Dr Paweł Grzesiowski: w tych regionach będzie rzeź
- Wirus to odbezpieczony karabin. Jeśli człowiek nie ma kamizelki kuloodpornej w postaci szczepienia, to obrywa, a nawet umiera. I ludzie muszą to zrozumieć. Obszary, gdzie obecnie jest niska wyszczepialność, to pierwsi kandydaci do lockdownu i dramatycznego wzrostu zachorowań, bo tam jest najwięcej osób podatnych – mówi w rozmowie z Interią dr Paweł Grzesiowski.
W rozmowie z Jolantą Kamińską dr Grzesiowski przestrzega przed czwartą falą, którą spowoduje wariant Delta.
- Ten wariant jest najbardziej zakaźny, w związku z tym szybciej penetruje nowe środowiska. Wystarczy jedna chora osoba, żeby zakazić aż od pięć do ośmiu innych osób, co powoduje, że jeśli mamy słabo zaszczepione regiony w Polsce - jak ściana wschodnia, czy południowy wschód, to wirus bardzo szybko wywoła w nich kolejną falę - tłumaczy.
ZOBACZ: Zwalczanie koronawirusa za pomocą koronawirusa? "Samopodtrzymującą się terapia"
Jak dodaje, "co gorsza, jeżeli mamy niewielu zaszczepionych seniorów, to niestety, ale znów wirus w tej grupie zbierze krwawe żniwo. Będą obłożone szpitale, a zgonów zanotujemy tak dużo jak jesienią 2020, a może i więcej, bo według naukowców z Indii wariant Delta jest bardziej zjadliwy".
Pytany, czy szczepienia uchronią nas przed czwartą falą, lekarz odpowiada: "tak, ale tylko gdy zaszczepimy co najmniej trzy czwarte społeczeństwa - to jest absolutne minimum".
- Wirus jest jak odbezpieczony karabin strzelający na oślep. Jeżeli my założymy kamizelkę kuloodoporną, jaką jest szczepienie, to nie giniemy. To jest pierwszy krok, ale nie oznacza on, że całkowicie wyeliminujemy transmisję, bo po pierwsze nie wszyscy na szczepienia odpowiadają pełną odpornością. Po drugie nie wszystkich możemy szczepić. Po trzecie są grupy dzieci, które nie są szczepione i nie będą jeszcze szczepione przez parę ładnych miesięcy. W związku z tym absolutnie nie można myśleć, że wyłącznie szczepienie to jest lekarstwo na całe zło - wyjaśnia.
"Nie łudźmy się"
Na pytanie, jak widzi jesień, Grzesiowski odpowiada: "założenia teoretyczne są jasne. Im więcej zaszczepionych w grupie 50 plus, tym mniejsza śmiertelność i mniej hospitalizacji".
- Co oznacza wolniejsze tempo narastania sytuacji, w której konieczny będzie lockdown, który ogłasza się, kiedy dochodzi do przeciążenia szpitali. Mamy w Polsce regiony, gdzie w pełni zaszczepionych jest już ponad 50 proc. wszystkich mieszkańców jak np. w Podkowie Leśnej. Jeśli taki trend się utrzyma, to pewnie tam w ogóle nie będzie kolejnej fali - podkreśla.
Na uwagę Jolanty Kamińskiej, że są w Polsce gminy, jak Biały Dunajec, gdzie w pełni zaszczepionych jest aktualnie zaledwie ponad 12 proc. mieszkańców, Grzesiowski odpowiada: "w takich gminach będzie rzeź".
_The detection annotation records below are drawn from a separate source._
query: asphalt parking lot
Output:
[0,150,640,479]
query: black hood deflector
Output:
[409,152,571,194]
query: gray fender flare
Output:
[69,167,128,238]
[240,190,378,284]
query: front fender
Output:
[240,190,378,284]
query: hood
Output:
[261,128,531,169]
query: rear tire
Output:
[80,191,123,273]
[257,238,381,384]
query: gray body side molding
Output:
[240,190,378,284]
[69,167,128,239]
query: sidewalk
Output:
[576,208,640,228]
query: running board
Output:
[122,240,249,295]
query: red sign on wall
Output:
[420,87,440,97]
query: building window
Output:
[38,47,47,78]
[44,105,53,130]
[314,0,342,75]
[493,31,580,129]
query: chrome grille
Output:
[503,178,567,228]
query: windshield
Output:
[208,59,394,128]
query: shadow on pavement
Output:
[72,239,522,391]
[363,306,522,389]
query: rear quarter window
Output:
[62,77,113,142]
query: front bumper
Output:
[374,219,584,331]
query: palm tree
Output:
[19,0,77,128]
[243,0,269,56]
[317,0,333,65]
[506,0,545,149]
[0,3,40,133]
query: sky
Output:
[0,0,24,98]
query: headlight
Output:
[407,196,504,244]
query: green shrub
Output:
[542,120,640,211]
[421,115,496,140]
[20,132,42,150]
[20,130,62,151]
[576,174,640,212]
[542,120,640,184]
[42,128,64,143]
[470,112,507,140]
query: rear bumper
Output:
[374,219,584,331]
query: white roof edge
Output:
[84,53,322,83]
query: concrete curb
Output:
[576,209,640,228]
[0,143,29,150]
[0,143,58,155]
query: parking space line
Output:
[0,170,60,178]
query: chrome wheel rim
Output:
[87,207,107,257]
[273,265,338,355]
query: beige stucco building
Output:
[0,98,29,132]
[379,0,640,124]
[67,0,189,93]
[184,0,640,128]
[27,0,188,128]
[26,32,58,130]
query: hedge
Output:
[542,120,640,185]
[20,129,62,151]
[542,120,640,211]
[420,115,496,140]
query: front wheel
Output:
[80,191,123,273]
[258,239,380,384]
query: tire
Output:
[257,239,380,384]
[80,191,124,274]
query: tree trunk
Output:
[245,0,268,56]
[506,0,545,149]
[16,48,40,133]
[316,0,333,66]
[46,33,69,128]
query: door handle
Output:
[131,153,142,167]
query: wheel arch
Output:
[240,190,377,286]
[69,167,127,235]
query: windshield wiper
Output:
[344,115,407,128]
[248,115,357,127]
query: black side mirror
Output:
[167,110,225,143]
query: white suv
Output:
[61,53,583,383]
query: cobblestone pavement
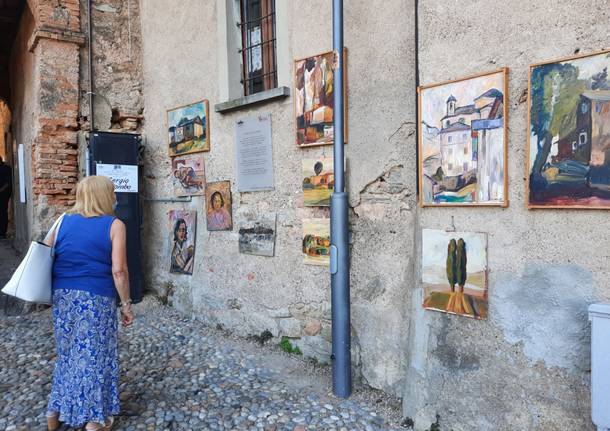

- Nie łudźmy się. Nic innego się nie może się wydarzyć, przecież mamy doświadczenie z poprzednich dwóch fal. Podkreślam, wirus to odbezpieczony karabin. Jeśli człowiek nie ma kamizelki kuloodpornej w postaci szczepienia, to obrywa, a nawet umiera. I ludzie muszą to zrozumieć. Obszary, gdzie obecnie jest niska wyszczepialność, to pierwsi kandydaci do lockdownu i dramatycznego wzrostu zachorowań, bo tam jest najwięcej osób podatnych. I żeby to ustalić niepotrzebna jest medycyna. Wystarczy zwykła matematyka - podkreśla.